How to customize the Jenkins pipeline

• Connect to your Jenkins master
• Click New Item
• Fill out the item name
• Click on Pipeline
• Click on OK
• Check This project is parameterized
• Copy/paste the pipeline definition from this file
• Comment the line:

                checkout scm

• Uncomment the line:

                //git url: 'https://github.com/nmasse-itix/threescale-cicd.git'

• It should look like this:

        stage("GIT Checkout") {
            steps {
                // Checkout the GIT repository containing the Ansible Playbook
                //checkout scm
                git url: 'https://github.com/nmasse-itix/threescale-cicd.git'

• Edit the parameters section of the pipeline to add comfortable default values so that you can run the pipeline with just a few clicks.
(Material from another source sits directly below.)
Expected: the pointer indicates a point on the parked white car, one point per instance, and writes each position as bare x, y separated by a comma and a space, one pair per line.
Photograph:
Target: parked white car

Set default values for:

    parameters {
        credentials(name: 'THREESCALE_CICD_ACCESS_TOKEN', description: 'The 3scale Access Token', credentialType: "Secret text", required: true, defaultValue: "<namespace>-3scale-access-token")
        string(name: 'THREESCALE_PORTAL_HOSTNAME', description: 'The 3scale Admin Portal hostname', defaultValue: "<tenant>-admin.3scale.net")
        string(name: 'THREESCALE_CICD_API_BASE_SYSTEM_NAME', description: 'Define the base name to compute the final system_name', defaultValue: "my_test_123")
        string(name: 'API_REPOSITORY', description: 'The GIT repository to checkout, containing the OpenAPI Specifications', defaultValue: "https://github.com/nmasse-itix/rhte-api.git")
        string(name: 'OPENAPI_FILE', description: 'The path to the OpenAPI Specification within the GIT Repository', defaultValue: "openapi-spec.yaml")
        booleanParam(name: 'ANSIBLE_VERBOSE', description: 'Run Ansible in verbose mode (-v)', defaultValue: true)
    }

• Click Save
• Click Build or Build with Parameters
• Wait for the pipeline to complete

Congratulation, you can now customize the pipeline as will!